HashMap is one of the most frequently used collections in Java. It provides an efficient way to store and retrieve data in a key-value format. In this article, we will take a closer look at how HashMap works internally in Java.
Understanding Hashing
Before we dive into how HashMap works, we need to understand the concept of hashing. Hashing is the process of mapping a large data set of variable size to a smaller data set of a fixed size. In the case of HashMap, it involves mapping keys to indices in an underlying array.
Hash Function
The first step in using a HashMap is to define a hash function. The hash function takes a key as input and returns an integer that represents the index in the underlying array where the value associated with the key will be stored.
In Java, the hash function is implemented by the hashCode() method. The hashCode() method is defined in the Object class and can be overridden by subclasses to provide a custom implementation.
For example, let’s consider a class called Person that has two fields: name and age. We can override the hashCode() method to generate a hash code based on the name field as follows:
public class Person {
private String name;
private int age;
@Override
public int hashCode() {
return name.hashCode();
}
}
This implementation generates a hash code based on the name field of the Person object.
Collisions
In some cases, different keys may have the same hash code. This is known as a collision. Collisions can occur due to the finite size of the underlying array and the fact that there are an infinite number of possible keys.
When a collision occurs, the HashMap stores the key-value pairs in a linked list at the corresponding index in the underlying array. The linked list is called a bucket, and each bucket can store multiple key-value pairs.
Internal Structure of a HashMap
A HashMap in Java is implemented using an array of linked lists. The size of the array is determined by the initial capacity of the HashMap, which is specified when the HashMap is created.
When a key-value pair is added to the HashMap, the key is first passed through the hash function to generate an index in the underlying array. If there is no collision, the key-value pair is added to the corresponding bucket at the index in the array.
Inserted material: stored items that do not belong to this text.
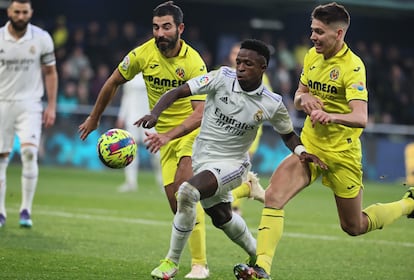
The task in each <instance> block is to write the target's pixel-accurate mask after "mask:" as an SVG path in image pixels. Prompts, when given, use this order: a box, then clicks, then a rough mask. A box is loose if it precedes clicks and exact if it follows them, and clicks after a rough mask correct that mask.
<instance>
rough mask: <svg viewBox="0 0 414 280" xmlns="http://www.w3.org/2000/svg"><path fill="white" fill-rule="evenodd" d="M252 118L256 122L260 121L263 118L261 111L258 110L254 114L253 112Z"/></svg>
mask: <svg viewBox="0 0 414 280" xmlns="http://www.w3.org/2000/svg"><path fill="white" fill-rule="evenodd" d="M253 119H254V120H255V121H257V122H261V121H262V120H263V111H262V110H258V111H257V112H256V114H254V116H253Z"/></svg>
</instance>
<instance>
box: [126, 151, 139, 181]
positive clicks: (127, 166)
mask: <svg viewBox="0 0 414 280" xmlns="http://www.w3.org/2000/svg"><path fill="white" fill-rule="evenodd" d="M138 168H139V158H138V155H137V156H136V157H135V159H134V160H133V161H132V162H131V163H130V164H129V165H128V166H127V167H125V171H124V172H125V181H126V183H127V184H128V186H129V187H134V188H135V187H138Z"/></svg>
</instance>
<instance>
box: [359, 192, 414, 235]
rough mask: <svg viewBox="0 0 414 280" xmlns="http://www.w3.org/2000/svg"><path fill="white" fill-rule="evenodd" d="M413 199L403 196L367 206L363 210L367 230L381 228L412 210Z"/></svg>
mask: <svg viewBox="0 0 414 280" xmlns="http://www.w3.org/2000/svg"><path fill="white" fill-rule="evenodd" d="M412 201H413V200H412V199H411V198H410V199H407V198H403V199H401V200H399V201H395V202H391V203H376V204H373V205H370V206H368V207H367V208H365V209H364V210H363V212H364V213H365V214H366V215H367V216H368V230H367V232H369V231H373V230H376V229H382V228H383V227H384V226H386V225H389V224H391V223H392V222H394V221H395V220H396V219H398V218H399V217H401V216H403V215H408V214H410V213H411V212H412V211H413V208H414V205H413V204H414V203H413V202H412Z"/></svg>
If there is a collision, the key-value pair is added to the end of the linked list in the corresponding bucket. When retrieving a value from the HashMap, the key is first passed through the hash function to determine the index in the underlying array. If there is no collision, the value at the corresponding index in the array is returned. If there is a collision, the linked list in the corresponding bucket is searched until the key is found.
Resizing
As key-value pairs are added to a HashMap, the size of the underlying array can become too small, resulting in frequent collisions and degraded performance. To avoid this issue, the HashMap automatically resizes its underlying array when the number of elements exceeds a certain threshold. This threshold is determined by the load factor of the HashMap, which is specified when the HashMap is created.
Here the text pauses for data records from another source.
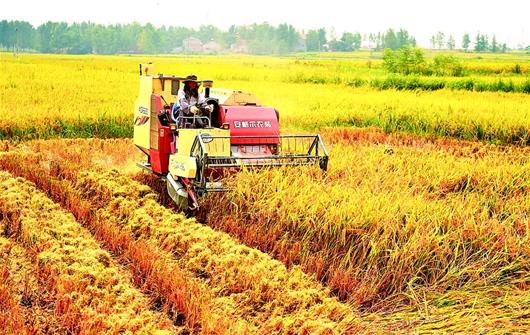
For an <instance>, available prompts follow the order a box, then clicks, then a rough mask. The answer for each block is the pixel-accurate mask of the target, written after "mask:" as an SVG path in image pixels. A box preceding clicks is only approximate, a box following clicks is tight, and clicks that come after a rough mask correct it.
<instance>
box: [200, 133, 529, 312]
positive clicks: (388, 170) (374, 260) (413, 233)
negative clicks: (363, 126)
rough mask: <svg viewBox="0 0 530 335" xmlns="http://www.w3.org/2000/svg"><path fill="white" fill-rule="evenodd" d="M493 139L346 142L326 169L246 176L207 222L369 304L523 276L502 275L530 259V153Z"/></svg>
mask: <svg viewBox="0 0 530 335" xmlns="http://www.w3.org/2000/svg"><path fill="white" fill-rule="evenodd" d="M361 142H362V141H361ZM486 149H488V147H485V146H483V145H482V146H481V145H474V146H469V147H461V148H457V147H456V146H455V147H451V146H447V147H444V148H443V150H440V149H439V148H437V147H434V146H431V147H429V145H423V147H422V150H421V151H420V150H416V149H415V148H414V147H413V146H412V147H409V148H407V147H403V146H401V147H400V146H388V145H383V146H373V145H372V144H370V143H366V142H365V143H364V144H362V143H361V144H359V145H357V146H356V147H354V148H352V147H347V146H344V145H343V144H340V143H339V142H337V143H336V144H335V145H334V146H333V147H332V148H331V152H332V157H331V159H332V161H333V164H332V165H331V167H330V171H329V172H328V174H327V175H325V176H321V175H320V173H319V172H318V171H313V170H303V171H295V170H292V169H291V170H275V171H270V172H260V173H252V172H249V173H241V174H239V175H237V176H235V180H234V181H233V184H232V186H233V192H231V193H228V194H225V195H224V196H220V197H210V198H209V201H210V204H209V208H208V209H207V211H209V212H210V213H216V215H210V216H209V218H211V219H209V220H207V224H208V225H211V226H213V227H216V228H218V229H221V230H224V231H227V232H230V233H231V234H233V235H234V236H237V237H238V238H240V239H241V240H242V241H243V242H244V243H246V244H248V245H251V246H254V247H257V248H259V249H261V250H264V251H267V252H269V253H271V254H272V255H274V256H275V257H276V258H278V259H281V260H282V261H283V262H284V263H285V264H287V265H291V264H299V265H302V267H303V269H304V270H306V271H307V272H311V273H315V274H316V275H317V277H318V278H319V279H321V280H322V281H323V282H325V283H327V284H328V285H329V286H330V287H331V288H332V290H333V291H334V292H335V293H336V294H338V295H339V296H340V297H341V298H343V299H345V300H353V301H355V302H356V303H360V304H363V305H365V306H374V305H375V304H377V302H379V301H381V299H383V298H389V297H392V296H394V295H396V294H397V295H401V296H403V294H409V293H414V291H416V290H432V289H439V290H443V289H445V288H448V287H462V286H464V285H465V284H466V283H467V282H474V283H476V285H477V286H481V285H490V284H493V285H505V284H508V285H514V284H515V283H516V282H517V281H518V280H523V279H524V278H526V279H528V277H527V276H526V275H525V274H524V271H515V272H513V274H512V275H511V276H508V277H506V276H505V275H503V273H505V271H508V272H510V273H512V270H508V269H510V268H511V269H528V268H529V259H528V256H527V255H528V252H529V249H528V247H527V246H528V241H529V240H530V232H529V231H530V230H529V229H528V226H529V225H530V221H529V213H530V196H528V194H529V191H530V188H529V187H530V164H529V161H528V157H529V156H528V153H529V152H528V150H527V149H521V148H513V147H511V148H510V147H506V148H498V149H497V150H489V149H488V150H486ZM322 194H326V195H327V196H326V197H324V196H322ZM494 194H496V196H493V195H494ZM227 204H231V205H227ZM308 204H311V205H310V206H308ZM242 222H244V223H245V224H241V223H242ZM502 269H504V270H502ZM525 276H526V277H525ZM394 298H395V297H394Z"/></svg>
When resizing occurs, a new underlying array with a larger size is created, and all key-value pairs are rehashed and added to the new array. This process can be expensive in terms of time and memory usage, so it is important to choose an appropriate initial capacity and load factor to minimize the frequency of resizing.
Conclusion
HashMap is a powerful and widely used data structure in Java. Understanding how HashMap works internally can help developers optimize their use of this collection and avoid common performance pitfalls. By choosing an appropriate hash function, initial capacity, and load factor, developers can ensure that their applications perform well and can efficiently store and retrieve data in a key-value format. Additionally, understanding the internal structure of a HashMap can help developers avoid common issues such as collisions and resizing.
It is worth noting that there are other implementations of the Map interface in Java, such as TreeMap and LinkedHashMap. Each of these implementations has its own advantages and disadvantages, and the choice of which one to use depends on the specific requirements of the application.
In summary, a HashMap in Java is a collection that stores data in key-value pairs and uses a hash function to map keys to indices in an underlying array. Collisions can occur when different keys have the same hash code, and in these cases, the key-value pairs are stored in a linked list in the corresponding bucket. The HashMap automatically resizes its underlying array to maintain a reasonable balance between memory usage and performance. By understanding how HashMap works internally, developers can use this powerful data structure to optimize their applications and improve performance.